De pronto, a mediados de marzo, la ciudad quedó vacía y en silencio. Un silencio apenas alterado por las sirenas de ambulancias y coches policiales. Con las calles vacías y los hospitales llenos. A quienes tanto les apasiona la recuperación de la memoria histórica – siempre que sirva para lanzársela al adversario – conviene recordarles lo ocurrido hace cinco años. No sólo en las residencias de Madrid, sino en las de toda España.
El maldito coronavirus nos arrinconó en nuestros domicilios, mientras se llevaba por delante a decenas de miles de ciudadanos. Fue una catástrofe nacional, pero, sobre todo, una tragedia humanitaria para los ancianos atrapados en la soledad de una residencia, sin un familiar al que confesarle las últimas voluntades.
Un lustro después de la declaración del estado de alarma, todavía escucho el eco de las consignas y lemas pronunciados en la gran manifestación del 8-M de aquel 2020. Todavía recuerdo las voces de algunas dirigentes políticas de izquierdas animando a la participación, porque el maldito coronavirus nunca podría frenar la lucha feminista. Y tampoco olvidaré los rostros serios de la gente, cubiertos parcialmente por mascarillas, los aplausos desde los balcones a las ocho de la tarde o las comparecencias del presidente del Gobierno, Pedro Sánchez, y el director del Centro de Coordinación de Alertas y Emergencias Sanitarias, Pedro Simón, presumiendo de estar asesorados por un supuesto comité de expertos del que seguimos sin saber apenas nada.
En aquellos prolegómenos de la primavera me parecía una temeridad viajar a mi ciudad, Sigüenza (Guadalajara), para disfrutar de los olores del campo, de ese olor inconfundible a pinocha mojada por las praderas del pinar que deja a la espalda el castillo y avanza hacia Barbatona. Encerrado en mi casa de Madrid, me imaginaba los nidos de vencejos en las cornisas de las casas y el monótono sonido del agua en los arroyos. Soñaba con la Ciudad del Doncel como el que sueña con el paraíso, en medio del infierno.

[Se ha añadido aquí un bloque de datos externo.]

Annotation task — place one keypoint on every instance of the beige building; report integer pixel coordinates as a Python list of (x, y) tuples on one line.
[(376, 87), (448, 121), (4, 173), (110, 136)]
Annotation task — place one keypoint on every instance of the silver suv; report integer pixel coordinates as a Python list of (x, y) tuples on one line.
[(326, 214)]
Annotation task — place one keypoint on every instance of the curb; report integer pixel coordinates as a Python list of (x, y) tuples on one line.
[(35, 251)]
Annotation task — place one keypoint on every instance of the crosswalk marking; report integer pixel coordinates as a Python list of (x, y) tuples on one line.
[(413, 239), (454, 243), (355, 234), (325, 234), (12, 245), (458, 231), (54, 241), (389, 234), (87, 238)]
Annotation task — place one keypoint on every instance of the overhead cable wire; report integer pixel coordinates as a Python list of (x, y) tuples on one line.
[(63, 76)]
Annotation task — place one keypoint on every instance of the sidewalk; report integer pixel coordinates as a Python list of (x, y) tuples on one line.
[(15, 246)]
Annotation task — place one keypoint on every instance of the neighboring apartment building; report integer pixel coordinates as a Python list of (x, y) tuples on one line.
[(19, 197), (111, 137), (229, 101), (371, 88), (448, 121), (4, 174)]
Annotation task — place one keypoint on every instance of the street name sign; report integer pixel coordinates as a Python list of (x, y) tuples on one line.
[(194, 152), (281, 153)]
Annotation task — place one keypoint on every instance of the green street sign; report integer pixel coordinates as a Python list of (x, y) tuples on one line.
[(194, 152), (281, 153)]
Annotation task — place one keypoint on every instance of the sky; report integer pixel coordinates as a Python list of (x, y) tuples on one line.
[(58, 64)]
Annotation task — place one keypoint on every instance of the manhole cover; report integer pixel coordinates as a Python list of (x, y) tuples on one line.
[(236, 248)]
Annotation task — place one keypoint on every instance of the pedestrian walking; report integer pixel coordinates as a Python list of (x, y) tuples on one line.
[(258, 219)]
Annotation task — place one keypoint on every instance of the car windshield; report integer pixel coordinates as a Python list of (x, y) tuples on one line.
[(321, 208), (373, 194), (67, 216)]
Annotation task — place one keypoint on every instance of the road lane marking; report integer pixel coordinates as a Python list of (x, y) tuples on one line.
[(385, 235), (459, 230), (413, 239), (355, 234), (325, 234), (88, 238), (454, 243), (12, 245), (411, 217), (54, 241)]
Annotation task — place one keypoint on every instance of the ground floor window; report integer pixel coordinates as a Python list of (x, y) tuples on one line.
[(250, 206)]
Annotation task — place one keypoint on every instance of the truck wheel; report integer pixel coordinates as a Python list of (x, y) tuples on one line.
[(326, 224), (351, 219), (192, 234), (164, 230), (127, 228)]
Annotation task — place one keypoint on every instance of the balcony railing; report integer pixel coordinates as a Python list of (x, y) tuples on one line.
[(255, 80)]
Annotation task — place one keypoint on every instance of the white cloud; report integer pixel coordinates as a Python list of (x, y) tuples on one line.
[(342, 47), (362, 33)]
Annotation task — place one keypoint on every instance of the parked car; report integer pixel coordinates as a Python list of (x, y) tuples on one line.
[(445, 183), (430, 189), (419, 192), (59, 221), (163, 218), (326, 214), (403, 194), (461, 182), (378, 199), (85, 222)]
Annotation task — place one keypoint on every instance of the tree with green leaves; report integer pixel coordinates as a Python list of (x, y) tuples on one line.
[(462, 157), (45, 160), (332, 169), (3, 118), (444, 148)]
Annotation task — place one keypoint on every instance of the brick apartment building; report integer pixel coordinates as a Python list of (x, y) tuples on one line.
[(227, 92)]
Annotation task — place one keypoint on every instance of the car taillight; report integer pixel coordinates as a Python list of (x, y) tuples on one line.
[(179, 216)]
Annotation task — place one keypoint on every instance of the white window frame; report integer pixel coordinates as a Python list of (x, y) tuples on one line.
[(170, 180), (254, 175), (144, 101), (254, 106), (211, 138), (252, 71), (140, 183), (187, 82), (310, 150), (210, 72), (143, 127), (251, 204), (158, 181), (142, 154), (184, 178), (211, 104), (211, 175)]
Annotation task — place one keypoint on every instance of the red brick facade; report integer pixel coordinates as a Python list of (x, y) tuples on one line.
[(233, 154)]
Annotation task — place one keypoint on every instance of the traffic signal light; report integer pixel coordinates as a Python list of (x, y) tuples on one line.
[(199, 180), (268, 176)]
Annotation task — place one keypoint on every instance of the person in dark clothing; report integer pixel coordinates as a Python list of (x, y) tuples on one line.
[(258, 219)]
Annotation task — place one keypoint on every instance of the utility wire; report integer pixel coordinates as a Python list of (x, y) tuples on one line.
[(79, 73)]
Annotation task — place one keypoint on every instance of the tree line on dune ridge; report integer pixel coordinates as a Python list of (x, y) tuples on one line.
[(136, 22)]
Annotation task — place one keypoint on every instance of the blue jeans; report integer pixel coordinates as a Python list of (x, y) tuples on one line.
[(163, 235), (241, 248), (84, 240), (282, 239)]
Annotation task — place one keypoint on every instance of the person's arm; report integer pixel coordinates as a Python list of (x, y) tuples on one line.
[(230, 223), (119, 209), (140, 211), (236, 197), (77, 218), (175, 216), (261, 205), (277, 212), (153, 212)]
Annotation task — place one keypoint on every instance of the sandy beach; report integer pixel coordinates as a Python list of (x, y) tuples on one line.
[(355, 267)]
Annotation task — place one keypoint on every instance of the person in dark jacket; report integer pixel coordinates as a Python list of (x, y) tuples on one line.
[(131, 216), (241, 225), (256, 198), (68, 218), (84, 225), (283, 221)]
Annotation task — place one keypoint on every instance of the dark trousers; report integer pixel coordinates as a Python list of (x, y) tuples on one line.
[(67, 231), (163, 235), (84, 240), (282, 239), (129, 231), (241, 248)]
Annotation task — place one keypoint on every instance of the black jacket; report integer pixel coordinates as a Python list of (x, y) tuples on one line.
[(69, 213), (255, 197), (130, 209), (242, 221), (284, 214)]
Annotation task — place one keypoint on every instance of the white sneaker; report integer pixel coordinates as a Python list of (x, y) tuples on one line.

Desde la distancia, lloré la pérdida de personas muy queridas, como el cura Don Daniel Sánchez, párroco de Santa María y fundador de los campamentos «Abriendo Camino», a los que llevábamos todos los años a mis hijos. A pesar del teletrabajo, los días, las semanas y los meses se hicieron interminables. Siempre el mismo paisaje, el mismo jardín y las mismas caras de los vecinos de las casas de enfrente a la hora del aplauso. El único destino estaba en la imaginación y en los libros que tenía en lista de espera. Novelas y ensayos que fueron cayendo en mis manos como agua de mayo.
Menos mal que podíamos viajar de la cocina al comedor, del comedor a la terraza o de la habitación al baño. Recuerdo también las reflexiones que hacía con un buen amigo y paisano sobre la incidencia positiva que tendría la pandemia en la repoblación de la España abandonada. Cinco años después, constatamos nuestro fracaso y la multiplicación de iniciativas y promesas de desarrollo rural que acaban en nada.
Durante el confinamiento, pasábamos de una «nueva normalidad» a la «desescalada». Gobierno y oposición – como siempre - se culpaban mutuamente del desastre. Sánchez se aplaudía a sí mismo y proclamaba su confianza en el futuro en estos términos, o parecidos: «saldremos de la pandemia más fuertes, empáticos y solidarios». ¿Se pasó de frenada? A las pruebas me remito.
Si algo aprendimos hace cinco años, es que somos mucho más débiles y vulnerables de lo que pensamos. Y también incapaces de asumir las propias responsabilidades.
Es más fácil exigírselas al adversario.